Neal from Close but Far Away: Dear Sgt. Disco: Capsized! Rules! Any truth to the story that Bob made the band take an ill-fated boating trip out on Enon Beach? Dear Neal: Never do this yourself. Your stomach will regret the decision.
Freeman Krauthammer from Crockett, California, USA: Dear Sgt. Disco: FWIW, a friend recently asked me about prog and psych music. He bascially hadn't heard any of it or even heard of any of the bands/artists I mentioned, other than Jimi Hendrix. So, I pondered for a moment and came to the realization that the best place for a total noob to start would be with the Sgt. Disco album. It's like one long medley of the cream of the genres, with most of the naivete and inefficiency trimmed like extra fat. Then, one can delve into the past from there based on one's favorite tracks on the album. However, this so-called "friend" wanted me to burn the album for him. I told him it wasn't corporate rock and he needed to actually go to the store or online and buy it. Long story short, I stood on general principles and you guys probably didn't end up with an extra fan. Plus, he probably thinks I'm a dick now. Dear Freeman: Being a dick for justice is a sign of your nobility and integrity. Continue to stand your ground against parasitic, penny-pinching freeloading, miserly music consumers like your friend. Unpopular acts like Circus Devils need fans like you. As to your generous evaluation of Sgt DISCO, my humble thanks in particular. The album was named after yours truly.

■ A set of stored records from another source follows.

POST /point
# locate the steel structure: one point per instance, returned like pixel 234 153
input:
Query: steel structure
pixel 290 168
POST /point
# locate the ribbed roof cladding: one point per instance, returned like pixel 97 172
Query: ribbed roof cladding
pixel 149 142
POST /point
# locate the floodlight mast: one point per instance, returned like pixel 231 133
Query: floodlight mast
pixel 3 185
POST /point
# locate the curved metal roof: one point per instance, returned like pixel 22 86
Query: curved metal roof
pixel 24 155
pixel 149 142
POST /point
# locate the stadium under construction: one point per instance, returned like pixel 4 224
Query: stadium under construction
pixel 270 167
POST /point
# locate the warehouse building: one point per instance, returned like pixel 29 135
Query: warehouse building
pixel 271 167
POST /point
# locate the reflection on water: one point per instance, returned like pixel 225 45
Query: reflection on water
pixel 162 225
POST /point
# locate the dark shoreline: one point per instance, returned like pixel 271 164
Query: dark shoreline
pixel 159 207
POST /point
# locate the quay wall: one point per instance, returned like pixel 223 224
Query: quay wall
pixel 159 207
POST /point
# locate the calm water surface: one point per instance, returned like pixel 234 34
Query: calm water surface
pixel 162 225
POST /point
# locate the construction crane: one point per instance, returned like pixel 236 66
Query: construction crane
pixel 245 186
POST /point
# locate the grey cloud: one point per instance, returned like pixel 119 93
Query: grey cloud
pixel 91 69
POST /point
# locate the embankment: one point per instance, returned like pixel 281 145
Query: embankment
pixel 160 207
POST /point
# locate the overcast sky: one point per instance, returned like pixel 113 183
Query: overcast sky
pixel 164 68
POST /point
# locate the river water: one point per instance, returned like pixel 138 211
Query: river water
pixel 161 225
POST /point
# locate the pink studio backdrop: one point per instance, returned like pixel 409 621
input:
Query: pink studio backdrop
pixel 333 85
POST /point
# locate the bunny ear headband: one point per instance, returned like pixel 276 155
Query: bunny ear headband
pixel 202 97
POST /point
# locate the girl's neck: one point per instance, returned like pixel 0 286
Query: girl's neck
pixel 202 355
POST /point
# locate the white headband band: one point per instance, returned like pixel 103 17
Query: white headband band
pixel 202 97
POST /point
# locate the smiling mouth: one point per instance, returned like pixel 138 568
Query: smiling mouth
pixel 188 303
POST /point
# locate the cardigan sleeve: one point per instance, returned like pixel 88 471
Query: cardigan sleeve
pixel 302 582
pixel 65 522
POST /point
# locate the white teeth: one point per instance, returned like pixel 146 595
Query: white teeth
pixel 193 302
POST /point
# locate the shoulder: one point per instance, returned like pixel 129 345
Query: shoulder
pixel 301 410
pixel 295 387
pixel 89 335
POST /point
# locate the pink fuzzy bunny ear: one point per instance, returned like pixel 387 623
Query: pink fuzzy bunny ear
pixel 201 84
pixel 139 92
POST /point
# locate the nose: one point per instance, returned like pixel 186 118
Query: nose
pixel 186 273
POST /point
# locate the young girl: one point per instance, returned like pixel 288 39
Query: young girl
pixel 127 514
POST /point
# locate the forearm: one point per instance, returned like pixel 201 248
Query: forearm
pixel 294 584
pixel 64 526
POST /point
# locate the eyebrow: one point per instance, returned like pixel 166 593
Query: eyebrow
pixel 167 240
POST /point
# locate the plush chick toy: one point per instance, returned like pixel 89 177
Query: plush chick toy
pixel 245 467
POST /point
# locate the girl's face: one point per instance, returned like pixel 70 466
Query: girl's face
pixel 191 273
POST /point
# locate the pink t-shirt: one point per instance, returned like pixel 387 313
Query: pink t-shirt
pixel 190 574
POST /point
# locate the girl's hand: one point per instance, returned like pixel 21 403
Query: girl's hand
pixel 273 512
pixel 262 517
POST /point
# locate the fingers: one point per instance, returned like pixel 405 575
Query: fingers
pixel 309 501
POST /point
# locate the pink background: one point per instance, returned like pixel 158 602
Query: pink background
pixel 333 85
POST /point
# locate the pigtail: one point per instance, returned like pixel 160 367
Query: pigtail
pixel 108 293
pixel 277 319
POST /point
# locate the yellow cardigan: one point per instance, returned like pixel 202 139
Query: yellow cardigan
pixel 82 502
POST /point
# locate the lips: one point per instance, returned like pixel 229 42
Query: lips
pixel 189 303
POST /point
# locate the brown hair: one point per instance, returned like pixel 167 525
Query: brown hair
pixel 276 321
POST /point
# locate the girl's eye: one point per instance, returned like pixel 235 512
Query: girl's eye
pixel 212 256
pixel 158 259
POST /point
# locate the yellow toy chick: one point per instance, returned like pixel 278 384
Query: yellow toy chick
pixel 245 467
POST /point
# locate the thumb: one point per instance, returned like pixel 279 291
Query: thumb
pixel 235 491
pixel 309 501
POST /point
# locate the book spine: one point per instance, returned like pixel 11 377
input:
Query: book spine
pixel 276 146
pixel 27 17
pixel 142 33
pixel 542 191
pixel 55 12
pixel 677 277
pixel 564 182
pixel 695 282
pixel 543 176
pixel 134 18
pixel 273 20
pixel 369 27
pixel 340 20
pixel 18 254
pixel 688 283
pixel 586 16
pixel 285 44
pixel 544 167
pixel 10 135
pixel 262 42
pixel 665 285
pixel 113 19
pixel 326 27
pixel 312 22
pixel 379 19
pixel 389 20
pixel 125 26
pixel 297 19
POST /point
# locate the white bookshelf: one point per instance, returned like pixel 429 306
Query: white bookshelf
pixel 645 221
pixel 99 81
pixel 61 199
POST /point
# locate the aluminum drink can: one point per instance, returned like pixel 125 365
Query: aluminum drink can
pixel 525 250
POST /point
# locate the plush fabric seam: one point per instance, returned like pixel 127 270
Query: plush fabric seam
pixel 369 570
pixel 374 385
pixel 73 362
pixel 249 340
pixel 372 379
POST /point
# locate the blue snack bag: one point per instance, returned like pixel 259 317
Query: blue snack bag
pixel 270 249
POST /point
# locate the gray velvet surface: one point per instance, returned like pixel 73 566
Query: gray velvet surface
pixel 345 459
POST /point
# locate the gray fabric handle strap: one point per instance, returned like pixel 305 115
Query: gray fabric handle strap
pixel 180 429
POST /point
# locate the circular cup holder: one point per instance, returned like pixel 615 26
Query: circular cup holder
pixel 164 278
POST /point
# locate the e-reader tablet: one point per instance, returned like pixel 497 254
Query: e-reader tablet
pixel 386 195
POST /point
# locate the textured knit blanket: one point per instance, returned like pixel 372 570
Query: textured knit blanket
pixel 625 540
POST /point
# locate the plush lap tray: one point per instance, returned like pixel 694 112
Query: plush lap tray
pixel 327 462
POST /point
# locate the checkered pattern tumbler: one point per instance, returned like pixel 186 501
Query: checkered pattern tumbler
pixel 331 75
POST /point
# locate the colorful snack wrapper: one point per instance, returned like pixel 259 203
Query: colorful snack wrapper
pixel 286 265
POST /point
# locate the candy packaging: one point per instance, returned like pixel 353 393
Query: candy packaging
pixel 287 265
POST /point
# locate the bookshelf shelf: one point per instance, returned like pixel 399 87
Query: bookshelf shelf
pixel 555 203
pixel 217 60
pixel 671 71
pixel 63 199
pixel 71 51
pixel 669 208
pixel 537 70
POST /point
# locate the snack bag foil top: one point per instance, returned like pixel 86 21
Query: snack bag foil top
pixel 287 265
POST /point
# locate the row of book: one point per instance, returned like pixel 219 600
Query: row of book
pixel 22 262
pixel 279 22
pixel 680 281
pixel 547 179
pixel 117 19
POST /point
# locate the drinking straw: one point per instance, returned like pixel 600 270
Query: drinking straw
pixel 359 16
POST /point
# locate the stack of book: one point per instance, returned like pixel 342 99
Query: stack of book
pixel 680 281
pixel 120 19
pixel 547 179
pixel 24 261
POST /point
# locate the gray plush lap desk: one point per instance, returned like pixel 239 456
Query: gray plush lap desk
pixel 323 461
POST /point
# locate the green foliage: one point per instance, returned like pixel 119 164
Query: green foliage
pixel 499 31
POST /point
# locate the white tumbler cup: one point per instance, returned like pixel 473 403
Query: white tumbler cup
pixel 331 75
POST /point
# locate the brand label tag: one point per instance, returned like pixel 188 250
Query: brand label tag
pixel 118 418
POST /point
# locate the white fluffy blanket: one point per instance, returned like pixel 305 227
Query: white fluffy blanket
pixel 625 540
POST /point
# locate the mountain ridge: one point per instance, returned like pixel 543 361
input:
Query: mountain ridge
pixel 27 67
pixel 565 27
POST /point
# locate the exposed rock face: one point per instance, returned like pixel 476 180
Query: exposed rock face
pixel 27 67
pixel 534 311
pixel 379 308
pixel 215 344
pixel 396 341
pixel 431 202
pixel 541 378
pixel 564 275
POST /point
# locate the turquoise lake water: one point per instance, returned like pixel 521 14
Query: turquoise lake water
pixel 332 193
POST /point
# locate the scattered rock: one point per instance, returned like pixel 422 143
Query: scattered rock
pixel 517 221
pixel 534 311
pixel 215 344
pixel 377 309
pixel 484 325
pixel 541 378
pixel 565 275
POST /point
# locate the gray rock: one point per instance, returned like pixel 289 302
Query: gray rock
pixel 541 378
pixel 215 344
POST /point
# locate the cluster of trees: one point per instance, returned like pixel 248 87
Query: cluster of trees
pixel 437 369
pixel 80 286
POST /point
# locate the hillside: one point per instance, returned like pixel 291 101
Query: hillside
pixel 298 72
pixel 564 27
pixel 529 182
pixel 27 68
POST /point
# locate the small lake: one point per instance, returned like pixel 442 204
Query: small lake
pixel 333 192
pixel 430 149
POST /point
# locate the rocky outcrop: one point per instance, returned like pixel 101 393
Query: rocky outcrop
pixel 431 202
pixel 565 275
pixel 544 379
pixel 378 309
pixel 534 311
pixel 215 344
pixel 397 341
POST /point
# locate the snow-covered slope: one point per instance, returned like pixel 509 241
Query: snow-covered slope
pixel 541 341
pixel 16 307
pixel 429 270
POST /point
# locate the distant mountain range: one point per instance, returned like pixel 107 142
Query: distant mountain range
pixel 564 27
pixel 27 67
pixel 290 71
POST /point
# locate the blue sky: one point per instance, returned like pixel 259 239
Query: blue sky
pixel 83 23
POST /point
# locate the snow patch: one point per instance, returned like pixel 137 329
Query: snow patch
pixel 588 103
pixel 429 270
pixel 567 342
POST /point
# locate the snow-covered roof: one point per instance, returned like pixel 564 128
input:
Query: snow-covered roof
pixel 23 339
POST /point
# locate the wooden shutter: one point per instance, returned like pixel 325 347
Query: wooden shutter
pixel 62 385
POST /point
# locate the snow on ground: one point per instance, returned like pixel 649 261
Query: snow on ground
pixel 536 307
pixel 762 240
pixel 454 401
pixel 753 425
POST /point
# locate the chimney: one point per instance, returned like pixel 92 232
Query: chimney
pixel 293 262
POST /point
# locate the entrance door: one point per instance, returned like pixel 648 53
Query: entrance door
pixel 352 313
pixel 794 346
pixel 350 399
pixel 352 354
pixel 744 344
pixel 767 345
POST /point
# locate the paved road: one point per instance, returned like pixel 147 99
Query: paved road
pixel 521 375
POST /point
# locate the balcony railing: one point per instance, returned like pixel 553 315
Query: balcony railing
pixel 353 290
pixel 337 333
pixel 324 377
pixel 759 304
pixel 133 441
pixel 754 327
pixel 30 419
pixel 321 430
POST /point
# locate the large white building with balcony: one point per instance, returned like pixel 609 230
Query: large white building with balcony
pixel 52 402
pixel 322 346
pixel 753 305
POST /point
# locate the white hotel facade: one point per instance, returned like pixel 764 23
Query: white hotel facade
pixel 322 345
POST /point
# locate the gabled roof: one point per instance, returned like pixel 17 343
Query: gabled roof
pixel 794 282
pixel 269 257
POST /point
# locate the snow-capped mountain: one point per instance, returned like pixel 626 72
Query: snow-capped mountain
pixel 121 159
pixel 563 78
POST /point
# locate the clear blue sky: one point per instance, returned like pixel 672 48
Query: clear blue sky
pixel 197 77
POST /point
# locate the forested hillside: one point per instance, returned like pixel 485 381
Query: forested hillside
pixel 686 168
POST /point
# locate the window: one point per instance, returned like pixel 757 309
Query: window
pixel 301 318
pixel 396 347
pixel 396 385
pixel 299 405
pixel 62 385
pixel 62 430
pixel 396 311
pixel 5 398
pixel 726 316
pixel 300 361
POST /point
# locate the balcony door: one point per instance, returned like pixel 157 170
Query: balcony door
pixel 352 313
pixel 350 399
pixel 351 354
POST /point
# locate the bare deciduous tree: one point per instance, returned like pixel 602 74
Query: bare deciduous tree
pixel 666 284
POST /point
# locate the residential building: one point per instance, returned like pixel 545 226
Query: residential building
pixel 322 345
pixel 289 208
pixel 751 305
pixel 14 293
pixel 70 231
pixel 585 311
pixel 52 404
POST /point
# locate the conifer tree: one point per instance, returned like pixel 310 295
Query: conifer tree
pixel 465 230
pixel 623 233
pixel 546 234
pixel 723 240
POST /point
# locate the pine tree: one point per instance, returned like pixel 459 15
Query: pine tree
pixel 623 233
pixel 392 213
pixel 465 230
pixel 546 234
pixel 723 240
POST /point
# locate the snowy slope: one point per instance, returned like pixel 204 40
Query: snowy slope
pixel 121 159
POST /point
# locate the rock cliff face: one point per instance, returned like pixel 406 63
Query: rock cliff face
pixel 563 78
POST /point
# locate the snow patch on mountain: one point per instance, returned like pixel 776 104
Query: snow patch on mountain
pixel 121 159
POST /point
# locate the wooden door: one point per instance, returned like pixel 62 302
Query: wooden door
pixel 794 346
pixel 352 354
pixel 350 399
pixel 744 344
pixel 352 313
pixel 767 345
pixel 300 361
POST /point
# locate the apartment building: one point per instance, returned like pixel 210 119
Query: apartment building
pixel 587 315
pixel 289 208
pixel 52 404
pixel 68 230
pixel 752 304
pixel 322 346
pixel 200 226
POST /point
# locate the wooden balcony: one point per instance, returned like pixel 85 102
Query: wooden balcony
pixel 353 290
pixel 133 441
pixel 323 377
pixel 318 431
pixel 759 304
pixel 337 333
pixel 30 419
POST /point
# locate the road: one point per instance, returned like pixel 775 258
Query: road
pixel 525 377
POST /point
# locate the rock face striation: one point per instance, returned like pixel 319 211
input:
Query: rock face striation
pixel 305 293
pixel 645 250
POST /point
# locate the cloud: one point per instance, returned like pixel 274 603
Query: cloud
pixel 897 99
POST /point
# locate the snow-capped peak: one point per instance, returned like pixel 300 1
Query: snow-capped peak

John from Hartford, Conneticut: Dear Sgt. Disco: I need to know how to seduce a woman. Please advise. Dear John: Which woman? How old is she? Did she have a happy childhood? Was her relationship to her father distant or damaged? Has she dabbled in same sex activity? Does she have a poor self-image? Does she exhibit spiritual leanings, or is she strike you as a common, everyday drone? Your answers will depend on the individual woman in question. Women are not like men in that each woman is an individual, and therefore unpredictable. Without detailed knowledge, your best bet is to perform a generic seduction. We advise that you leave this delicate work to a professional, but if your budget is tight, do the following: Write a discreet note to this woman and make her understand that she is ravishingly beautiful and that you think of her night and day, and dream of nothing but cuddling with her long into the night. Statistically speaking, this message will likely hit the target in a sampling of women over the age of 35. However, for younger women, or women over 35 with an athletic build, you simply have NO CHANCE. All you can do is wait and hope that somehow you will catch her eye. Otherwise, we suggest you do the sensible thing and hook up with that nice girl you routinely overlook who actually enjoys your company. Good luck John!